The cursor blinked on the empty page. Judging her. Daring her to write.
Myra rubbed her tired eyes and leaned back. Her laptop clock read 2:17 AM. Fourth night in a row she had watched hours crawl by while writing nothing.
Her phone lit up. A text from her editor, Jijo.
~"Just checking in. How's our girl Kimaya doing? Marketing guys want to get the campaign rolling next month."~
Myra did not answer. What could she say? 'That Kimaya had gone silent? That the sequel everyone wanted, the one she had already spent her advance on, just wouldn't come?'
She got up and walked to the window of her White Town apartment in Pondicherry. Five floors down, the street was empty and wet with rain. Her reflection stared back at her, ghostly against the darkness. Dark circles under her eyes. Unwashed hair in a messy bun. Sharp cheekbones more pronounced after weeks of irregular meals.
Behind her reflection waited her desk. The laptop. The notebook. The cheap blue pen she had used for every word of her first novel. She had stolen it from a hotel during her first literature festival. Now it was her lucky charm.
Not that it brought much luck these days.
Eighteen months ago, Myra was nobody. Just a barista who scribbled in notebooks between customers. Then "The Space Between Shadows" happened. The book hit a nerve. Caught fire. Suddenly she was flying to festivals, signing a two-book deal, cashing checks with more zeros than she had ever seen.
“The author who writes characters that breathe,” one reviewer wrote. “You'll forget Kimaya isn't sitting next to you.”
Now her rent had tripled. Her agent called daily. Her publisher grew impatient. And Kimaya stood frozen at a cliff's edge, waiting for Myra to decide her fate.
Myra sat back down. Her fingers hovered over the keyboard.
'Just write something. Anything.'
[Kimaya stood by the cliff. Wind pushed her dark hair. The sea hit the rocks below with force. She felt a storm inside her.
A voice came from behind. It said, "Stop, please."
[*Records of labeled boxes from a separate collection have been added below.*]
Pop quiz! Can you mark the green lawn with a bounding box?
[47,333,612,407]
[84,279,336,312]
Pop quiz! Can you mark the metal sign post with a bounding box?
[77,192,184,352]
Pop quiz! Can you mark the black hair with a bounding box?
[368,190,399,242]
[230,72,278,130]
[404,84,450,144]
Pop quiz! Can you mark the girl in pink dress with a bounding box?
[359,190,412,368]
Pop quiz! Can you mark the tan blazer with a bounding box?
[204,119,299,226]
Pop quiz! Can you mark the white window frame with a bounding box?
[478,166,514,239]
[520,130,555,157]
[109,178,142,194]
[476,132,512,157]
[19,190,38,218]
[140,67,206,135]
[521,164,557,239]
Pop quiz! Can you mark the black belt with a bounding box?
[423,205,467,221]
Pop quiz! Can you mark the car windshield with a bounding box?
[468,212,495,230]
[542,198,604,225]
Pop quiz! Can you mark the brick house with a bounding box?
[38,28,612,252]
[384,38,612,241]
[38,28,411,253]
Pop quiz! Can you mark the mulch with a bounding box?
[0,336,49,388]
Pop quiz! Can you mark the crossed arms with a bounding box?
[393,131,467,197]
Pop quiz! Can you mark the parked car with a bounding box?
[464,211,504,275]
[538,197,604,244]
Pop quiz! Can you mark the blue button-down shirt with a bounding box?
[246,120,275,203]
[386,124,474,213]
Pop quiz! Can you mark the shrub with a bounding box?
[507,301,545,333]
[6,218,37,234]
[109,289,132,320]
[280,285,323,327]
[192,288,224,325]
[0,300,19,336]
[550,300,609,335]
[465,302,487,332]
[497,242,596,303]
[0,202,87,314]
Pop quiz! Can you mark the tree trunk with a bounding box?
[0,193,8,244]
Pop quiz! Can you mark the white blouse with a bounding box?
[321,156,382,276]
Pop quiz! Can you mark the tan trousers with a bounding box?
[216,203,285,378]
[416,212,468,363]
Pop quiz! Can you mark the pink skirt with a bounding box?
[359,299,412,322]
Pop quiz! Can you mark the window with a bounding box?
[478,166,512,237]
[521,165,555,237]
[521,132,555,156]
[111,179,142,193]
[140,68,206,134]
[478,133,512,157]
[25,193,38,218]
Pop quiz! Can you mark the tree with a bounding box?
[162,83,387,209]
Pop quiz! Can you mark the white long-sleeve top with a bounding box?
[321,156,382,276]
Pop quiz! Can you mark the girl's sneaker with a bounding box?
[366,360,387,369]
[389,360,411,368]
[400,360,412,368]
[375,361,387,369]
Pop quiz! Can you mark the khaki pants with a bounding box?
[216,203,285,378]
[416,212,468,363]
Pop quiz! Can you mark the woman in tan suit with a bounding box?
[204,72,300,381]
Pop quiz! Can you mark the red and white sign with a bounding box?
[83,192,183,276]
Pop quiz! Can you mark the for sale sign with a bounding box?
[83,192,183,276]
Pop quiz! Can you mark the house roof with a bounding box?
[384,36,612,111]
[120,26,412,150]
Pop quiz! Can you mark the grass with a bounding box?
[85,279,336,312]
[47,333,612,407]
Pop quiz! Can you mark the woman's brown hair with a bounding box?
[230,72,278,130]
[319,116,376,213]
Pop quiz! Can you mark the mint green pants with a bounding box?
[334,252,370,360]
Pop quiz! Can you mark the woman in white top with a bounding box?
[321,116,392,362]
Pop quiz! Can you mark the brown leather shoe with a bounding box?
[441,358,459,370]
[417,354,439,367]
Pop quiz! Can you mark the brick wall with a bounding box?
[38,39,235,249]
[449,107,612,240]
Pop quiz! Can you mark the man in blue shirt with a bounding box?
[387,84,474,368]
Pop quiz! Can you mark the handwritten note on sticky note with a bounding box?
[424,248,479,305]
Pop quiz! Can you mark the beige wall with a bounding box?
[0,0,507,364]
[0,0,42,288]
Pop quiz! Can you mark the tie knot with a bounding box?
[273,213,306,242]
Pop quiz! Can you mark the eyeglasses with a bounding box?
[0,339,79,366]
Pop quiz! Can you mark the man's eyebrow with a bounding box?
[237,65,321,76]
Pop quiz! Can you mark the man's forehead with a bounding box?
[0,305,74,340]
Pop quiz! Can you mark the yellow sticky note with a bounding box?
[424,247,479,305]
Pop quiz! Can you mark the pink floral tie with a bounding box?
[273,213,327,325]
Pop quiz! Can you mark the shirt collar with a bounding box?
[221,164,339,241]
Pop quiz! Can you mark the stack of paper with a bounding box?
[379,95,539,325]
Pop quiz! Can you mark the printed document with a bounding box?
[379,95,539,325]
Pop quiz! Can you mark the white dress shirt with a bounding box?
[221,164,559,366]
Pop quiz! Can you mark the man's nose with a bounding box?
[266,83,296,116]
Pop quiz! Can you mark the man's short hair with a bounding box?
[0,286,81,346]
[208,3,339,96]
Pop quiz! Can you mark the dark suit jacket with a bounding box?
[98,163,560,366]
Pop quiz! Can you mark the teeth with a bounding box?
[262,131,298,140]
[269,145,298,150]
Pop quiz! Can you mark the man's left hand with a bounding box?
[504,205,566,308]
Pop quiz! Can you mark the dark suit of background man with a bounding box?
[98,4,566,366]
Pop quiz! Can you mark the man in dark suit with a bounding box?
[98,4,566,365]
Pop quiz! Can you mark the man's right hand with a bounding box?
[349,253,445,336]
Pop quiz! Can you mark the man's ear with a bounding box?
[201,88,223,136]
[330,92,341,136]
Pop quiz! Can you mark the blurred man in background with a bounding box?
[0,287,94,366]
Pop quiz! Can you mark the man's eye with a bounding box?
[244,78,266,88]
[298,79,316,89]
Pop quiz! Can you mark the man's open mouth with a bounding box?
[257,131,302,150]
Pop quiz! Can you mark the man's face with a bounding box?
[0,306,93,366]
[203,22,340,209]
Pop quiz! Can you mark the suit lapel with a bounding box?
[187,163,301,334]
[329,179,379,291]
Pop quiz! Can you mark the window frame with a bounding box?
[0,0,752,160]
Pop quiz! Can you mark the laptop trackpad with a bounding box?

She didn't turn around. She knew who it was without looking. "Go home, Vyom," she said. "This isn't your story."]
Myra paused, surprised at how easily the words had come after weeks of nothing. She read them over, feeling a spark of hope. 'Maybe tonight was the night. Maybe the block was finally breaking.'
Her finger hovered over the backspace key. Her ritual of self-doubt. But instead of deleting everything, she highlighted just the last line and pressed delete.
["Go home, Vyom," she said. "This isn't your story."]
She waited for new words to come, but before she could type anything, the deleted line reappeared.
["Go home, Vyom," she said. "This isn't your story."]
Myra frowned. She grabbed for her coffee mug. Empty, like it had been for hours. 'She must be more tired than she thought. Seeing things.' She saved the document, closed it, and opened it again.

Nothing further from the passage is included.